Но звонил Марков, дежурный по Центральному РОВД.
– Антон Павлович, записывай. Цеба Артур Алексеевич. Семьдесят пятого года выпуска. Проживает на улице Малая, дом пятнадцать, квартира сорок. Так, что еще?.. Ага, владеет автомобилем «ВАЗ-21083» с государственным номером А444АТ. Судим по «старой» «сто сорок четвертой», часть третья. Три с половиной года «отдыхал» под Соликамском. Ну, вот и все. Что-нибудь еще?
– Нет, спасибо.
Антон попрощался и повесил трубку.
Что из всего этого следует? Что Цеба – бывший вор, которого не исправила даже зона. Впрочем, кого она исправляет? Скажем так – ничему не научила, раз он после тайного хищения прибег к хищению открытому, да еще – с применением насилия, опасного для жизни. Не своей, понятно, жизни – чужой. «Ничего там нельзя сделать»? Конечно, можно. От восьми до пятнадцати с конфискацией имущества.
И «отметется» у Цебы и «восьмерочка» с модным номером, и хата на Малой… Как это «ничего нельзя сделать»? Если следователь поработал на славу, то не только ничего, а очень много чего можно сделать! Но только если – на славу…
Стоп…
Струге поднял глаза на Алису, которая сидела за столом и строчила какой-то документ. Судья вдруг почувствовал, как по спине пробежал холодок. А девушка сидела, писала, время от времени поднося к лицу платок к лицу и вытирая нос…
Она была так мила и наивна с этим вышитым по кайме платочком, что Антон вновь покорил себя за недавнюю грубость. Вряд ли она могла… А раз так, тогда почему он срывает на ней свое зло? Да потому, что именно при ней исчезло дело!
– Алиса, девочка… Ты еще не отнесла в канцелярию дело Семенихина?
– Нет еще. Простите, я не успела, Антон Павлович… С этим кошмаром…
– Ничего, я могу тебя успокоить. Он только начинается. А что дело не отнесла – так это даже хорошо. Значит, ты сейчас без труда мне напомнишь адрес, по которому проживает Олег Александрович Семенихин.
Он хотел только одного – не ошибиться. И он не ошибся.

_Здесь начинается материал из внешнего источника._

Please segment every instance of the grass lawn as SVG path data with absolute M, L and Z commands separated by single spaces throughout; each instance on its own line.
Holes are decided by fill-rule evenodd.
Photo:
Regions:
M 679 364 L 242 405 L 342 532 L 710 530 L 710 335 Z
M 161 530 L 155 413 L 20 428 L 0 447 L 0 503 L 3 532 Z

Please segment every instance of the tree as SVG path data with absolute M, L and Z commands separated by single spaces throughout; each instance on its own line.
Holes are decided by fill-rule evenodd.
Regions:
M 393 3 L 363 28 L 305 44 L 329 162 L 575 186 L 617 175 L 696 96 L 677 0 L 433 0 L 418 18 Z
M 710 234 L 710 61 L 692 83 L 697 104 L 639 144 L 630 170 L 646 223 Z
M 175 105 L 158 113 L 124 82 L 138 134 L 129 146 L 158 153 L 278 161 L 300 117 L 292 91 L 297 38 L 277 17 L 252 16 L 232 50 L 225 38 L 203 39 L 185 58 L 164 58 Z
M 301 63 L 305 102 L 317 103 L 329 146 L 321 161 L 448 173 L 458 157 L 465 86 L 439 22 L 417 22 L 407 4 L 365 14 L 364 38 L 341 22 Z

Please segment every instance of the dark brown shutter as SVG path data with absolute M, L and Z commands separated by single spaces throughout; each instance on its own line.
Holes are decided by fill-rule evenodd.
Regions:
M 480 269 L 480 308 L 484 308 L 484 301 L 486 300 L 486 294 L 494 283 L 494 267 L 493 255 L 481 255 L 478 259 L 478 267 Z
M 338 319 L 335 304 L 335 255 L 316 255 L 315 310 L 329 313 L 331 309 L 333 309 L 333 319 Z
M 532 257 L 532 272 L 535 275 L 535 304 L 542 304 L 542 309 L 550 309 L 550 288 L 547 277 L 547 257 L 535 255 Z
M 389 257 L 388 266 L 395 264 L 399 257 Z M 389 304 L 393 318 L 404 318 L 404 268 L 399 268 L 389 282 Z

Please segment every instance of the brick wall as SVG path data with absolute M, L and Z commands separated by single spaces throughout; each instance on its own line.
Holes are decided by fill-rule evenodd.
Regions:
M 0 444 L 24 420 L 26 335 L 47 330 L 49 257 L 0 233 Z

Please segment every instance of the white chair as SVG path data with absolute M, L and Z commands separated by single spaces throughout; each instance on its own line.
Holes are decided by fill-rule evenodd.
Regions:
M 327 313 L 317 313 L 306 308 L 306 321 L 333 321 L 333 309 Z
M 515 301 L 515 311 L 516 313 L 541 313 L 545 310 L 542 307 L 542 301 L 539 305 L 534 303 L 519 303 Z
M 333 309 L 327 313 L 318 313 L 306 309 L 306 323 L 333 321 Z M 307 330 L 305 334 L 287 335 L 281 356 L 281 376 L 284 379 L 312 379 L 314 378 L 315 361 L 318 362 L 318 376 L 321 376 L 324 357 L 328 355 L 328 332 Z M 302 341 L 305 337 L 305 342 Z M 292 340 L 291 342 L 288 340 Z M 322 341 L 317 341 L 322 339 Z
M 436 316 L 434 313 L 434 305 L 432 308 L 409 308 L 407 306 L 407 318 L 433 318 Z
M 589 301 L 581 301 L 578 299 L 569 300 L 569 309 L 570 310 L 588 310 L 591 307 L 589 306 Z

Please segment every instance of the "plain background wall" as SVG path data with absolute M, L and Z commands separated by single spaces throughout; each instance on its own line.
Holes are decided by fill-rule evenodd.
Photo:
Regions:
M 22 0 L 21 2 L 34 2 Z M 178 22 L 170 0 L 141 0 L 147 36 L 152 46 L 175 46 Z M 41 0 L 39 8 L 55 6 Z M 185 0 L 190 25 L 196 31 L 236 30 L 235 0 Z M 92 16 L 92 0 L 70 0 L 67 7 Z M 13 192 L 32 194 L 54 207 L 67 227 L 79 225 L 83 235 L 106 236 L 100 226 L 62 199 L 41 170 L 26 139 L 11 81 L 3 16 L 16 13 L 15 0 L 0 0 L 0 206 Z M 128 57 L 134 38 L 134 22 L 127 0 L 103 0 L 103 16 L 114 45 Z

– Улица Малая, дом пятнадцать. А квартира… Сейчас. – Она склонилась над листом. – Квартира восемь.
Он не ошибся.
Бывший подсудимый, а ныне оправданный Семенихин Олег Александрович проживал с подсудимым Цебой Артуром Алексеевичем в одном доме.
Точнее – в одном подъезде.
Да, это была весна. Дерзкая и беспощадная, она врывалась на улицы города и точила своими ручьями бетонные ограждения тротуаров. Даже ветер, который всего три недели назад насквозь пронизывал одежды, теперь, казалось, лишь поглаживал своими прохладными ладонями кожу лица. Зима ушла.
Струге вырвался на улицу сразу, едва понял причину, по которой уголовное дело могло пропасть из его кабинета таким беспардонным образом. Все заседания на сегодня отменены. Так гласила табличка, которую Алиса вывесила после «бегства» Антона. «В связи с болезнью судьи» – разъясняли слова, каллиграфически выведенные секретарем.
Но Антон не был болен, а бежал он только с целью успеть сделать то, что могло бы предотвратить необратимые последствия. Дорога была каждая секунда. Семенихин спер дело, а этот парень – не желторотый юнец, желающий пошутить. Семенихин – прожженный наркоман, зэк и просто нехороший человек, который понимает, что чем быстрее он избавится от дела, тем меньше шансов попасть за решетку – теперь уже надолго.
Но у Антона был шанс. Если бы дело касалось одного Семенихина, Струге уже никуда бы не торопился. Уголовное дело по обвинению этого чумового наркуши было бы либо сожжено через десять минут в гаражах сразу после выхода из здания суда, либо съедено целиком – от корки до корки – еще в тот момент, когда его непослушные ноги двигались по лестничным пролетам дворца правосудия. Лучше получить завороток кишок или запор, гарантирующий кесарево сечение, нежели отправиться в «столыпине» на срок, гарантирующий поездку в один конец.